Investigators from several European countries uncover a gang of fraudsters and arrest numerous suspects. They are said to have cheated tens of thousands of investors with bogus transactions in cryptocurrencies. The damage is estimated to be around 2.4 billion euros.
The Spanish police, in cooperation with the authorities in Germany and other European countries, have arrested a gang that is said to have stolen an estimated 2.4 billion euros from fraudulent trading in cryptocurrencies. According to the Spanish police unit Guardia Civil, more than 17,000 investors have been tricked in Spain alone. The total number of victims could go into the hundreds of thousands.
Spanish officials, in cooperation with the country’s authorities, arrested the two suspected gang leaders in Albania on November 8 and 9. Investigations are underway against 16 other suspects, it said. The Guardia Civil (civil guard) said it worked with the Catalan police Mossos D’Esquadra and with the authorities of several other countries – including Albania and Germany, Sweden, Finland, Latvia, Ukraine and Georgia. In the Ukrainian capital of Kyiv, for example, a call center involved with around 800 employees was closed.
The investigations began in 2018 after an elderly woman in the Spanish region of Catalonia reported that she had been cheated out of €800,000. Potential victims were called from call centers in Albania and other countries. The callers “pretended to be well versed in the financial world. They manipulated their victims with persuasion techniques and promised high profits,” it said. Many would have trusted the gang and transferred ever larger sums, especially for alleged transactions with cryptocurrencies. The criminals often succeeded in installing remote access software on the victims’ computers.
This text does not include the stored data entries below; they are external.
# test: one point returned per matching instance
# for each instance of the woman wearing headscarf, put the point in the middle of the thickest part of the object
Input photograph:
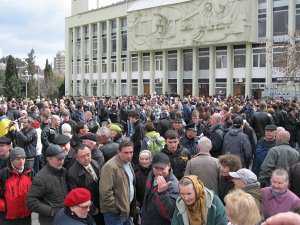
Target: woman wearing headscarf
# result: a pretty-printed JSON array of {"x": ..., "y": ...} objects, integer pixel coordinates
[
  {"x": 197, "y": 205},
  {"x": 77, "y": 206}
]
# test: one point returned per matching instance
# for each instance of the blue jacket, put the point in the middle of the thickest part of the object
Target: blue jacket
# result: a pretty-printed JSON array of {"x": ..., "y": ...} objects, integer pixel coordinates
[{"x": 216, "y": 214}]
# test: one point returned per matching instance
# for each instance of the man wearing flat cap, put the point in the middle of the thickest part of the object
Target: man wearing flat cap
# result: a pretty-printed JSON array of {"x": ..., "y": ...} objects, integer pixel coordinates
[
  {"x": 190, "y": 140},
  {"x": 5, "y": 146},
  {"x": 263, "y": 146},
  {"x": 49, "y": 187},
  {"x": 15, "y": 181}
]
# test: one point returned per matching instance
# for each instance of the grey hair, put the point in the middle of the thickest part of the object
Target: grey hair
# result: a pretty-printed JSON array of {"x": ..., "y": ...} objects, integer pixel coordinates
[
  {"x": 204, "y": 145},
  {"x": 281, "y": 173},
  {"x": 104, "y": 131}
]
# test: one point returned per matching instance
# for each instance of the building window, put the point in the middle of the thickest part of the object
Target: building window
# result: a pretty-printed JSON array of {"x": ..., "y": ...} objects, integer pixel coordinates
[
  {"x": 103, "y": 28},
  {"x": 104, "y": 65},
  {"x": 124, "y": 64},
  {"x": 78, "y": 88},
  {"x": 134, "y": 63},
  {"x": 259, "y": 57},
  {"x": 239, "y": 58},
  {"x": 78, "y": 67},
  {"x": 280, "y": 20},
  {"x": 146, "y": 62},
  {"x": 187, "y": 60},
  {"x": 86, "y": 67},
  {"x": 113, "y": 65},
  {"x": 113, "y": 42},
  {"x": 172, "y": 61},
  {"x": 94, "y": 28},
  {"x": 262, "y": 26},
  {"x": 158, "y": 62},
  {"x": 94, "y": 88},
  {"x": 104, "y": 44},
  {"x": 204, "y": 59},
  {"x": 95, "y": 46},
  {"x": 124, "y": 40},
  {"x": 221, "y": 59},
  {"x": 280, "y": 57},
  {"x": 85, "y": 47},
  {"x": 78, "y": 49},
  {"x": 95, "y": 66}
]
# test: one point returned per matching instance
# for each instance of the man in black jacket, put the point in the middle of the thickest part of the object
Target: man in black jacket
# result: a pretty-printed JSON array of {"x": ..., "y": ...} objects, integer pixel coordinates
[
  {"x": 85, "y": 172},
  {"x": 26, "y": 138},
  {"x": 49, "y": 186}
]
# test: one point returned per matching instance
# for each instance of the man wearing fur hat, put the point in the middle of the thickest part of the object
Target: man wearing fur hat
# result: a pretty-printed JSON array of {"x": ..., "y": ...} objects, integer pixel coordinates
[{"x": 15, "y": 181}]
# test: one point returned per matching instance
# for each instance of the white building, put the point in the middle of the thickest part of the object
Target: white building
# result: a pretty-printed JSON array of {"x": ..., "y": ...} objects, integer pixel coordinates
[
  {"x": 198, "y": 47},
  {"x": 59, "y": 62}
]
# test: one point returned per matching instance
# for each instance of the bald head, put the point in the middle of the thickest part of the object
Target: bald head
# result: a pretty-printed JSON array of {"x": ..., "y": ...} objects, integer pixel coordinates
[
  {"x": 204, "y": 145},
  {"x": 283, "y": 137}
]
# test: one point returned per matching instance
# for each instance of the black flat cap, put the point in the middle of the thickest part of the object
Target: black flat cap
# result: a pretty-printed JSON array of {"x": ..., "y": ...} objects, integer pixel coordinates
[
  {"x": 5, "y": 140},
  {"x": 61, "y": 139},
  {"x": 55, "y": 150}
]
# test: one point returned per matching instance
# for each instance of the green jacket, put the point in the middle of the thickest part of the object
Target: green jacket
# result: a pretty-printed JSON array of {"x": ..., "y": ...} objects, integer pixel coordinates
[{"x": 215, "y": 214}]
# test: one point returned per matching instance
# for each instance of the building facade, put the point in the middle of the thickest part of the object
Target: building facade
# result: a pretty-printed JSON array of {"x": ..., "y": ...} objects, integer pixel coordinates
[
  {"x": 59, "y": 62},
  {"x": 185, "y": 47}
]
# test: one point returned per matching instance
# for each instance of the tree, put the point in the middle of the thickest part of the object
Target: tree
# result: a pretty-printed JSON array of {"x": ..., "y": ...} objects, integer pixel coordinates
[
  {"x": 12, "y": 81},
  {"x": 31, "y": 68}
]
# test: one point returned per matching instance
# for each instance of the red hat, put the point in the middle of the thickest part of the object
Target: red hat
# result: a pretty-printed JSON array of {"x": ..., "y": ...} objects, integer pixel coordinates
[{"x": 77, "y": 196}]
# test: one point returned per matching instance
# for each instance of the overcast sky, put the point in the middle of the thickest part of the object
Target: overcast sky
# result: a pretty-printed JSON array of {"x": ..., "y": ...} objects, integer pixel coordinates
[{"x": 37, "y": 24}]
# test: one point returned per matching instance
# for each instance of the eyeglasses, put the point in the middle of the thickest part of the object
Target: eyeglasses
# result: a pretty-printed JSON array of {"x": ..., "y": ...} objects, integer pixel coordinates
[{"x": 84, "y": 207}]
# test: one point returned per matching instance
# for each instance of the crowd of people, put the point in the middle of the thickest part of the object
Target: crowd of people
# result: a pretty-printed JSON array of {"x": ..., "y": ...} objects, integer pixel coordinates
[{"x": 150, "y": 160}]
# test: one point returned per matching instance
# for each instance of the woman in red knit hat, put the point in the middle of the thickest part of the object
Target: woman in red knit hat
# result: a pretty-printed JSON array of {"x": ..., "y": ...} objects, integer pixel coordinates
[{"x": 77, "y": 206}]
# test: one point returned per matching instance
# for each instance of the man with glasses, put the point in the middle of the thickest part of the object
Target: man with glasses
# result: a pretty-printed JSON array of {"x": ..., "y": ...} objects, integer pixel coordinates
[{"x": 49, "y": 186}]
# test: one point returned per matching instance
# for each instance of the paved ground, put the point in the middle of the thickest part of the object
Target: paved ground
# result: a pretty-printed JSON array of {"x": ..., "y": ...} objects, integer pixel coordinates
[{"x": 35, "y": 219}]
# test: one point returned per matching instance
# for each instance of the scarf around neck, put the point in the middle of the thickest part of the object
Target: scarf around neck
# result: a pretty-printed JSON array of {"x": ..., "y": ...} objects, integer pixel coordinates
[{"x": 197, "y": 212}]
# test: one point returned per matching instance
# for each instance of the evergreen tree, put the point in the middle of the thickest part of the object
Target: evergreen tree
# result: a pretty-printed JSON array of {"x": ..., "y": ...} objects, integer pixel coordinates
[{"x": 12, "y": 81}]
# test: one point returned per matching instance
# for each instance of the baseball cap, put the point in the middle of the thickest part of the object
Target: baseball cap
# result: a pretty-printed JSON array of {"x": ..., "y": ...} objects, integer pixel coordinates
[{"x": 247, "y": 176}]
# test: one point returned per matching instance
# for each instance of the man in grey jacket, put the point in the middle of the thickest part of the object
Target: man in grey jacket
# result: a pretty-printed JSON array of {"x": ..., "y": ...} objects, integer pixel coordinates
[
  {"x": 204, "y": 166},
  {"x": 237, "y": 143},
  {"x": 49, "y": 187},
  {"x": 281, "y": 156}
]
“We estimate that the gang earned around 400 euros per minute,” it said. But now it has been broken. “They thought they could work with impunity, but now they got a nasty surprise,” said a spokesman for the Guardia Civil. Many of the gang’s employees apparently knew nothing of the criminal background. They should not be held accountable by the authorities of the respective country, a police spokesman said on request. How many victims there may have been in Germany and other countries was not initially reported.